Hantzsch 1,4-dihydropyridines containing a diazen-1-ium-1,2-diolate nitric oxide donor moiety to study calcium channel antagonist structure–activity relationships and nitric oxide release Original Research Article

A group of racemic 3-isopropyl 5-[(2-piperazin-1-yl)ethyl] 1,4-dihydro-2,6-dimethyl-4-(pyridyl)-3,5-pyridinedicarboxylates (12a–c), 3-isopropyl 5-{2-[4-nitrosopiperazinyl]ethyl} 1,4-dihydro-2,6-dimethyl-4-(pyridyl)-3,5-pyridinedicarboxylates (14a–c) and 3-isopropyl 5-{2-[(O2-acetoxymethyldiazen-1-ium-1,2-diolate)(N,N-dialkylamino or 4-piperazin-1-yl)]ethyl} 1,4-dihydro-2,6-dimethyl-4-(pyridyl)-3,5-pyridinedicarboxylates (22–30) were prepared using modified Hantzsch reactions. This group of compounds (12a–c, 14a–c, and 22–30) exhibited less potent calcium channel antagonist activity (IC50 = 0.11 to 3.35 μM range) than the reference drug nifedipine (IC50 = 0.01 μM). The point of attachment of the isomeric C-4 substituent was a determinant of calcium channel antagonist activity providing the potency profile 2-pyridyl ⩾ 3-pyridyl ⩾ 4-pyridyl. The N-nitrosopiperazinyl compounds (14a–c) did not release nitric oxide. The prodrugs 22–30 that have a C-5 2-[(O2-acetoxymethyldiazen-1-ium-1,2-diolate)(N,N-dialkylamino or 4-piperazin-1-yl)]ethyl ester substituent, upon incubation with guinea pig serum, undergo consecutive cleavage of the O2-acetoxymethyl moiety to give a nitric oxide donor diazenium-1-ium-1,2-diolate species that subsequently releases nitric oxide. The extent of nitric oxide released from the diazen-1-ium-1,2-diolate group is dependent upon the nature of the amino functionality attached directly to the diazen-1-ium N-1 position where the nitric oxide release profile is 1,4-piperazinyl > N-Et > N-(n-Bu) ≫ N-Me upon exposure to guinea pig serum esterase(s).
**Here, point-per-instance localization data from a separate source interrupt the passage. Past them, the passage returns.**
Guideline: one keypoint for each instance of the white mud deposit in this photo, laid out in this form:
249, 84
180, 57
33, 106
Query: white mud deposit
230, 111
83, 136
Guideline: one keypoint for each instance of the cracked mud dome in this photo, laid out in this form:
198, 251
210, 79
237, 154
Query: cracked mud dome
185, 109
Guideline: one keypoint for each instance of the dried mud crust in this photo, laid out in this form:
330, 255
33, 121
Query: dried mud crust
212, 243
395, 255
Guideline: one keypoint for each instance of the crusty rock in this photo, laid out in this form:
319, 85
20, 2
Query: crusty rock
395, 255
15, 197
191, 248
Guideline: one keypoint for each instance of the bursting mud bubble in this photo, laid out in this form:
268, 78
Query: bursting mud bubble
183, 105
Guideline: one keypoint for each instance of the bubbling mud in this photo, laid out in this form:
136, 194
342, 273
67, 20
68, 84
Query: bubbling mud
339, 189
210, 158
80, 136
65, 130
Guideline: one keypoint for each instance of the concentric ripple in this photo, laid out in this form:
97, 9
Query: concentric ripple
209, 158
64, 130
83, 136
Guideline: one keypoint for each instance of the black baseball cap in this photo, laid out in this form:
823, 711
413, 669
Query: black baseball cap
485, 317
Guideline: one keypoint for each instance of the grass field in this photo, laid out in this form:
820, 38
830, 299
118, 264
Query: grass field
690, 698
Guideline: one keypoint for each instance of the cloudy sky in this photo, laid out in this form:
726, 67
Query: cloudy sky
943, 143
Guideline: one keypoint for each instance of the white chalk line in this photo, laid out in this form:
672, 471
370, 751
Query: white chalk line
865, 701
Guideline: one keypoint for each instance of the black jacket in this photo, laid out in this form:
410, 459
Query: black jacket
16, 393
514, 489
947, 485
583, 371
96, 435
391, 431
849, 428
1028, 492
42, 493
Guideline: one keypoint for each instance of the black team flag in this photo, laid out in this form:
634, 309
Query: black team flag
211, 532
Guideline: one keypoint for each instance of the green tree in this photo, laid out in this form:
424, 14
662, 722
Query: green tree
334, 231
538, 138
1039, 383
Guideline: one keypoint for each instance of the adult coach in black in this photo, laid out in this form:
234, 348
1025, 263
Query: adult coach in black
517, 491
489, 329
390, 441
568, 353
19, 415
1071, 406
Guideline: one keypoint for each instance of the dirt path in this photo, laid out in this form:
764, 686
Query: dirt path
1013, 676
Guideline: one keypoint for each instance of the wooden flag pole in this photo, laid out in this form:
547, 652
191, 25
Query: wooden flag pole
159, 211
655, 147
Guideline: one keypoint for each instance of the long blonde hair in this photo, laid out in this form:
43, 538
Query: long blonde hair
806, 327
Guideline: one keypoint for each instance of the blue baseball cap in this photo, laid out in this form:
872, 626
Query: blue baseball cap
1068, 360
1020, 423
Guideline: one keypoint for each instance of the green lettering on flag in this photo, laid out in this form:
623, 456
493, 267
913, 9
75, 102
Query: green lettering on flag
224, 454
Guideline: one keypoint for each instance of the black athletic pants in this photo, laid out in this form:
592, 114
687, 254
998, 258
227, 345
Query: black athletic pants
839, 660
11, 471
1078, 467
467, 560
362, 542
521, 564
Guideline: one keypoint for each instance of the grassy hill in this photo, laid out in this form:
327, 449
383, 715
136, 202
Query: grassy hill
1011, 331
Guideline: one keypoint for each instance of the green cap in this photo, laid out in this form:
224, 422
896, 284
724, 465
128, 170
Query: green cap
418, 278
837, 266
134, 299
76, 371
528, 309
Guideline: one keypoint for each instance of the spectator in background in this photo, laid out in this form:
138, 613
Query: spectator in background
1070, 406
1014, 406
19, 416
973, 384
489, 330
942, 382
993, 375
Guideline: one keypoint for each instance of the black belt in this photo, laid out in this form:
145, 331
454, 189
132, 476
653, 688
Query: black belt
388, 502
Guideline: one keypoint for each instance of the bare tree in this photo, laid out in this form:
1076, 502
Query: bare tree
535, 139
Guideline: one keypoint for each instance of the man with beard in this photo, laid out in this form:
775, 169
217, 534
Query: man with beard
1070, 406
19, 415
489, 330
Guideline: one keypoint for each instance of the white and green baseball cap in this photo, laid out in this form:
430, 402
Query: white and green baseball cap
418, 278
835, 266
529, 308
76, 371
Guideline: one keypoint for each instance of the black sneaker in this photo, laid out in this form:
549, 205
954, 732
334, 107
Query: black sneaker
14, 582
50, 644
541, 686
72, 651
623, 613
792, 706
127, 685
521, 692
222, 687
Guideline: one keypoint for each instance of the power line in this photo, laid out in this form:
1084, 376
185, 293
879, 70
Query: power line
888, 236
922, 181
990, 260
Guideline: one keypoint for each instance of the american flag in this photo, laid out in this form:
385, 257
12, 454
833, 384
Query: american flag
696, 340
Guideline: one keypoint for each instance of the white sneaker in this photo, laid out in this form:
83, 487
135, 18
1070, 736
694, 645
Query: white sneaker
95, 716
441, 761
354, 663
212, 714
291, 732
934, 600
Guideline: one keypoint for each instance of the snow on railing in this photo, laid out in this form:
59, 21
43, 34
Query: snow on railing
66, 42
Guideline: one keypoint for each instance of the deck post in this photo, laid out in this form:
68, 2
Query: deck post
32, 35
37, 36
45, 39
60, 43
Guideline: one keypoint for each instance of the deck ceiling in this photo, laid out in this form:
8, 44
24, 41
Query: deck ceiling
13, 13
The results from this study suggest this class of hybrid calcium channel antagonist/nitric oxide donor prodrugs should release the vasodilator nitric oxide in vivo, preferentially in the vascular endothelium, to enhance the smooth muscle calcium channel antagonist effect to produce a combined synergistic antihypertensive effect.